Surcharge on FPI withdrawn; immediate Rs 70,000 crore recapitalisation for public sector banks among key announcements
The government on Friday evening announced a slew of measures in a direct move to allay concerns which corporate India and financial market investors might have relating to a slowing pace of growth and weakening consumption over the past few quarters.
The biggest takeaway of Finance Minister Nirmala Sitharaman’s press conference was that the government is finally listening. It will put to rest two concerns which Indian businesses and investors were having: That the government did not trust business and that the government has no specific game plan to tackle the domestic economic slowdown.
The fact that a specific economic stimulus was not announced—which would have put more pressure on the fiscal deficit—might actually be a positive at this stage, experts said.

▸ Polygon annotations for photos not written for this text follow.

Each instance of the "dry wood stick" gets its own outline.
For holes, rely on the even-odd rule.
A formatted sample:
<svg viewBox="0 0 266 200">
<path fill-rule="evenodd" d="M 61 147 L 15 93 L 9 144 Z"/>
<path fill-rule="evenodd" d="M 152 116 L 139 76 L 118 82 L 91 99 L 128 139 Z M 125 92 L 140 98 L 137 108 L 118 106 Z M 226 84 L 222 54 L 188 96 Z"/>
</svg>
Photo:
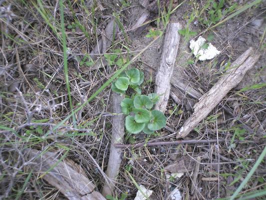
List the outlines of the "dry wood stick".
<svg viewBox="0 0 266 200">
<path fill-rule="evenodd" d="M 220 143 L 225 142 L 224 140 L 219 139 L 218 142 Z M 176 140 L 171 142 L 141 142 L 129 144 L 114 144 L 116 148 L 138 148 L 141 146 L 158 146 L 170 145 L 178 145 L 180 144 L 198 144 L 198 143 L 212 143 L 217 142 L 217 139 L 214 140 Z"/>
<path fill-rule="evenodd" d="M 35 172 L 49 184 L 54 186 L 70 200 L 105 200 L 99 192 L 94 191 L 96 186 L 87 178 L 86 173 L 72 160 L 60 161 L 54 152 L 41 152 L 34 149 L 24 150 L 36 164 Z M 41 155 L 39 156 L 39 155 Z"/>
<path fill-rule="evenodd" d="M 113 38 L 118 32 L 118 26 L 115 22 L 115 18 L 112 18 L 101 38 L 98 40 L 93 49 L 90 53 L 91 58 L 95 60 L 99 54 L 104 53 L 112 44 Z"/>
<path fill-rule="evenodd" d="M 122 113 L 120 106 L 121 102 L 125 97 L 124 95 L 120 95 L 113 92 L 112 94 L 113 100 L 113 112 L 114 113 Z M 119 168 L 122 161 L 121 154 L 122 150 L 118 148 L 114 145 L 116 143 L 123 142 L 124 135 L 125 134 L 125 116 L 124 114 L 117 114 L 113 116 L 112 128 L 112 140 L 109 156 L 106 175 L 111 180 L 115 180 L 118 175 Z M 104 183 L 102 194 L 106 196 L 106 195 L 112 195 L 115 186 L 113 182 Z"/>
<path fill-rule="evenodd" d="M 241 81 L 247 72 L 254 66 L 260 57 L 258 54 L 249 57 L 252 52 L 252 48 L 250 48 L 241 55 L 232 64 L 227 73 L 200 98 L 194 106 L 193 114 L 179 130 L 177 138 L 187 136 L 217 106 L 226 94 Z"/>
<path fill-rule="evenodd" d="M 161 95 L 155 109 L 164 112 L 169 98 L 171 78 L 176 62 L 182 28 L 179 23 L 170 23 L 166 28 L 161 63 L 155 78 L 155 92 Z"/>
</svg>

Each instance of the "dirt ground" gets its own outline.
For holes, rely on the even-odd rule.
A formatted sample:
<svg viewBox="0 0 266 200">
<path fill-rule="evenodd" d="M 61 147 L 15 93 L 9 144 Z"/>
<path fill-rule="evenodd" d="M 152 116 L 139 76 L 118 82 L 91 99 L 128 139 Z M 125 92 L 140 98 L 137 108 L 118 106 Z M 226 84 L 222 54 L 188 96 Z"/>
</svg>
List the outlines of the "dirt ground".
<svg viewBox="0 0 266 200">
<path fill-rule="evenodd" d="M 125 1 L 127 4 L 123 6 L 118 0 L 62 1 L 68 48 L 69 80 L 66 81 L 59 2 L 0 0 L 0 199 L 67 199 L 57 188 L 40 178 L 36 168 L 39 164 L 28 162 L 26 148 L 56 152 L 60 156 L 67 152 L 67 158 L 85 171 L 96 190 L 101 190 L 104 181 L 101 170 L 107 168 L 112 137 L 114 114 L 110 85 L 79 108 L 119 66 L 105 62 L 103 68 L 84 72 L 87 67 L 82 66 L 81 60 L 97 44 L 112 16 L 117 16 L 120 24 L 107 52 L 119 49 L 119 56 L 125 60 L 130 60 L 153 40 L 153 38 L 146 36 L 151 29 L 164 30 L 161 18 L 156 20 L 158 13 L 153 14 L 149 20 L 154 20 L 140 32 L 132 30 L 146 9 L 141 6 L 142 1 Z M 250 46 L 256 54 L 261 54 L 242 81 L 182 139 L 222 139 L 222 142 L 123 148 L 114 200 L 120 200 L 118 197 L 122 194 L 126 194 L 126 200 L 134 200 L 138 191 L 134 182 L 153 191 L 150 200 L 171 200 L 175 188 L 181 194 L 178 200 L 230 196 L 265 146 L 266 4 L 264 2 L 252 6 L 208 30 L 201 18 L 210 17 L 208 10 L 211 6 L 203 9 L 209 2 L 220 1 L 178 0 L 175 4 L 182 4 L 168 22 L 178 22 L 185 28 L 191 14 L 196 13 L 188 27 L 197 33 L 187 40 L 181 36 L 172 82 L 181 82 L 203 95 L 223 75 L 226 63 L 235 60 Z M 237 8 L 245 8 L 253 2 L 226 0 L 222 10 L 235 3 Z M 219 22 L 237 10 L 223 16 Z M 212 44 L 221 53 L 211 60 L 197 60 L 189 48 L 189 40 L 200 35 L 207 38 L 210 34 L 214 36 Z M 130 66 L 144 72 L 143 94 L 154 92 L 151 69 L 156 70 L 160 66 L 164 35 Z M 171 90 L 180 101 L 169 99 L 165 113 L 167 127 L 148 136 L 127 132 L 124 144 L 176 140 L 177 132 L 191 116 L 198 99 L 178 88 Z M 73 120 L 70 115 L 76 109 L 78 110 Z M 265 192 L 266 161 L 259 164 L 238 199 Z M 171 170 L 173 164 L 175 170 Z M 183 174 L 176 178 L 175 172 Z"/>
</svg>

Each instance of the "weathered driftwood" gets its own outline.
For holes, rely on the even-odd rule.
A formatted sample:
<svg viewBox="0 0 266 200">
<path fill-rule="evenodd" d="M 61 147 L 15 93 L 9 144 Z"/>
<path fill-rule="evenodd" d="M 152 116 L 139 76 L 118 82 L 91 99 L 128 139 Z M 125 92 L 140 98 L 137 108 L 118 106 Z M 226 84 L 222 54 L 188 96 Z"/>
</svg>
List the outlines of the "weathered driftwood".
<svg viewBox="0 0 266 200">
<path fill-rule="evenodd" d="M 144 68 L 144 70 L 147 72 L 152 73 L 153 74 L 155 74 L 156 68 L 147 64 L 145 64 L 149 68 Z M 179 98 L 179 96 L 178 96 L 178 96 L 176 94 L 176 90 L 177 89 L 179 89 L 179 90 L 183 92 L 184 94 L 188 94 L 190 96 L 196 99 L 199 99 L 201 96 L 202 96 L 202 94 L 201 93 L 194 90 L 189 85 L 185 84 L 180 82 L 177 82 L 174 80 L 174 78 L 173 78 L 171 80 L 171 86 L 170 96 L 177 104 L 179 104 L 181 102 L 181 100 Z"/>
<path fill-rule="evenodd" d="M 164 112 L 169 98 L 171 78 L 177 55 L 182 28 L 179 23 L 169 23 L 166 28 L 163 52 L 160 66 L 155 78 L 155 92 L 161 95 L 155 109 Z"/>
<path fill-rule="evenodd" d="M 112 18 L 103 32 L 100 40 L 90 53 L 91 58 L 95 60 L 99 54 L 104 53 L 112 44 L 113 38 L 118 32 L 118 26 L 115 22 L 115 18 Z"/>
<path fill-rule="evenodd" d="M 123 95 L 121 96 L 116 92 L 112 93 L 113 112 L 120 114 L 114 115 L 112 120 L 112 140 L 110 154 L 109 156 L 107 170 L 106 174 L 110 178 L 110 182 L 105 182 L 102 190 L 102 194 L 106 196 L 107 194 L 112 194 L 115 184 L 111 182 L 115 180 L 119 172 L 119 168 L 121 160 L 122 150 L 114 146 L 115 144 L 123 143 L 125 134 L 125 116 L 122 114 L 120 106 L 121 102 L 124 98 Z"/>
<path fill-rule="evenodd" d="M 87 178 L 83 169 L 72 160 L 59 161 L 54 152 L 40 152 L 34 149 L 25 151 L 30 158 L 36 156 L 36 172 L 49 184 L 54 186 L 70 200 L 105 200 L 99 192 L 94 191 L 96 186 Z M 40 154 L 39 156 L 36 156 Z"/>
<path fill-rule="evenodd" d="M 201 161 L 201 158 L 200 156 L 197 158 L 197 162 L 196 162 L 194 170 L 193 171 L 193 174 L 192 175 L 192 183 L 191 186 L 190 192 L 191 194 L 193 195 L 196 192 L 197 192 L 196 189 L 198 188 L 198 184 L 199 182 L 197 181 L 198 178 L 198 175 L 200 172 L 200 165 Z"/>
<path fill-rule="evenodd" d="M 241 55 L 210 91 L 200 98 L 194 106 L 193 114 L 180 128 L 177 138 L 187 136 L 217 106 L 226 94 L 240 82 L 246 72 L 259 60 L 260 55 L 250 56 L 252 52 L 251 48 Z"/>
</svg>

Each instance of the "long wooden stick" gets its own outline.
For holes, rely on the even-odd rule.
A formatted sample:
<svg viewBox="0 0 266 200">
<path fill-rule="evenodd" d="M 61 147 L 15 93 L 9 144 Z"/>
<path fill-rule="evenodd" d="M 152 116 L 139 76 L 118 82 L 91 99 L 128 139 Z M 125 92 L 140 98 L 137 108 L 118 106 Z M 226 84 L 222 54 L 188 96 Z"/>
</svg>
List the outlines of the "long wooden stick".
<svg viewBox="0 0 266 200">
<path fill-rule="evenodd" d="M 169 98 L 171 78 L 174 70 L 182 28 L 179 23 L 170 23 L 166 28 L 161 63 L 155 78 L 155 92 L 161 95 L 155 109 L 164 112 Z"/>
<path fill-rule="evenodd" d="M 226 94 L 241 81 L 247 72 L 258 61 L 260 55 L 249 56 L 252 53 L 250 48 L 232 64 L 224 75 L 194 106 L 194 112 L 180 128 L 177 138 L 185 137 L 206 118 L 222 100 Z"/>
<path fill-rule="evenodd" d="M 219 139 L 218 140 L 220 143 L 225 142 L 224 140 Z M 217 139 L 214 140 L 177 140 L 171 142 L 141 142 L 129 144 L 116 144 L 114 146 L 116 148 L 138 148 L 141 146 L 158 146 L 170 145 L 178 145 L 180 144 L 198 144 L 198 143 L 212 143 L 217 142 Z"/>
<path fill-rule="evenodd" d="M 60 160 L 54 152 L 41 152 L 26 148 L 24 152 L 36 164 L 34 172 L 54 186 L 69 200 L 106 200 L 96 186 L 87 178 L 84 170 L 69 159 Z"/>
<path fill-rule="evenodd" d="M 113 92 L 113 112 L 114 113 L 122 113 L 121 102 L 124 98 L 124 95 L 120 95 Z M 121 154 L 122 150 L 114 145 L 116 143 L 123 142 L 124 135 L 125 134 L 125 116 L 124 114 L 116 114 L 113 116 L 112 128 L 112 140 L 109 156 L 106 175 L 111 180 L 115 180 L 119 172 L 119 168 L 122 161 Z M 102 194 L 106 196 L 106 195 L 112 195 L 115 184 L 112 182 L 104 183 L 102 190 Z"/>
</svg>

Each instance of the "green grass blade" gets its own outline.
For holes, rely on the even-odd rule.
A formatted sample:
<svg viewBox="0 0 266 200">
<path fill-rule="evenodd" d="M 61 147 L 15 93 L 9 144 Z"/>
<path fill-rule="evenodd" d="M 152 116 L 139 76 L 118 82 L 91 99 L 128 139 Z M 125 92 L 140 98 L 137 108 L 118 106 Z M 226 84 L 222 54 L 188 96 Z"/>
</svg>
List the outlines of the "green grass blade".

Sitharaman said the government has decided to withdraw the controversial tax surcharge on the Foreign Portfolio Investment (FPIs) announced in the Budget last month. It has also decided to remove the enhanced surcharge levied on long-term and short-term capital gains, which was announced earlier. Both these moves will be seen as a sentiment booster for the stock markets when they open on Monday. Major benchmark indices are ruling at six-month lows.
India is witnessing its slowest growth in the past five years—with GDP growth of 5.8 percent in the fourth quarter of FY19, from 6.6 percent in the previous quarter. The RBI has—in a move to spur demand—cut interest rates by lowering the repo rate by 110 basis points in four successive monetary policy meetings between December 2018 and August this year.
Foreign portfolio investors were net sellers in July for Rs 12,419 crore in equities—their highest level since October 2018—according to data from the National Securities Depository Ltd (NSDL).